Seatbelt Usage in Nebraska
Nebraska enacted the state’s first seatbelt law on January 1st, 1993. It is not a primary enforcement state. What this means for the average driver is that a police officer can only give someone a ticket for not wearing a seatbelt if they stop them for another reason. They cannot stop someone solely for not wearing a seatbelt.
The Nebraska seatbelt law is applicable to all people 18 years and older who are seated in the front seat. Anyone who disobeys the law may be subject to a fine of $25 for a first offense. The state also has a child safety law requiring anyone five years old and younger to be kept in a restraint seat. Once they reach age six, they may use the regular seatbelt. There is no requirement for the rear seat.
In 2012, Nebraska had a seatbelt usage rate of 79 percent, which compares to the national average of 86 percent. The state has fluctuated some in its rate but has not shown any sustained significant improvement. In 2007, the rate was 78.7 percent, and in 2014, it was at 79.0 percent, showing almost no growth. However, in the years between the rates fared somewhat better. The high point came in 2009 with a rate of 84.8 percent.

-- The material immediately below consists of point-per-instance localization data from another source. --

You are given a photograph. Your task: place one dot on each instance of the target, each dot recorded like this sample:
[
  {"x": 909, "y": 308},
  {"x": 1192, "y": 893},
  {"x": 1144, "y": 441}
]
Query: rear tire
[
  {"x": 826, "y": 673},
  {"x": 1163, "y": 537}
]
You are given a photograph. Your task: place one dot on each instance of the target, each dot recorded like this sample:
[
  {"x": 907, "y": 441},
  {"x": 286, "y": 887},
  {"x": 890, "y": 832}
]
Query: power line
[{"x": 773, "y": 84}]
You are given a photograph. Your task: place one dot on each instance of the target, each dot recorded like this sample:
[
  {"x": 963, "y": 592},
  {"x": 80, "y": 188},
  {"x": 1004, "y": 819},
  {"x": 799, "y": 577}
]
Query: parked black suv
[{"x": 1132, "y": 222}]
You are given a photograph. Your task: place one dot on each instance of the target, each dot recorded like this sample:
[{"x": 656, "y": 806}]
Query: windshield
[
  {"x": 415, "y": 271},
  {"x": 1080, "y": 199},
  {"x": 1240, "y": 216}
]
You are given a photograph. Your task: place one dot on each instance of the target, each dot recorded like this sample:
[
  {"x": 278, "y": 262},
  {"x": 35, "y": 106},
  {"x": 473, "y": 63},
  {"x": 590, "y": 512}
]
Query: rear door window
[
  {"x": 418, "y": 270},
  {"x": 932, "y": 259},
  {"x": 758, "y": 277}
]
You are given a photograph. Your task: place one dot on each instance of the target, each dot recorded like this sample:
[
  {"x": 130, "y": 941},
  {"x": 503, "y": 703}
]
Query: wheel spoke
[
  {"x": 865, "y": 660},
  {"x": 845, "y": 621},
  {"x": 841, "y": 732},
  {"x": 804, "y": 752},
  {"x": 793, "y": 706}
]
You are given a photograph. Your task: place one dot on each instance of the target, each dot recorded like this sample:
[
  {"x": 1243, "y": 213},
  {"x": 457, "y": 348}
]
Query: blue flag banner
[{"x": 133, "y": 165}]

Nebraska has a traffic fatality rate of 13.0, slightly above the national rate of 10.9. This information comes from the Insurance Institute of Highway Safety (IIHS). If the seatbelt usage rate was higher, It could be expected that the death rate would be lower. Studies have shown the correlation between the two. When a person does not wear a seatbelt, they are more likely to be ejected from their seat, resulting in more serious injuries and even death. Many of these injuries could be prevented by a person taking the time to buckle up.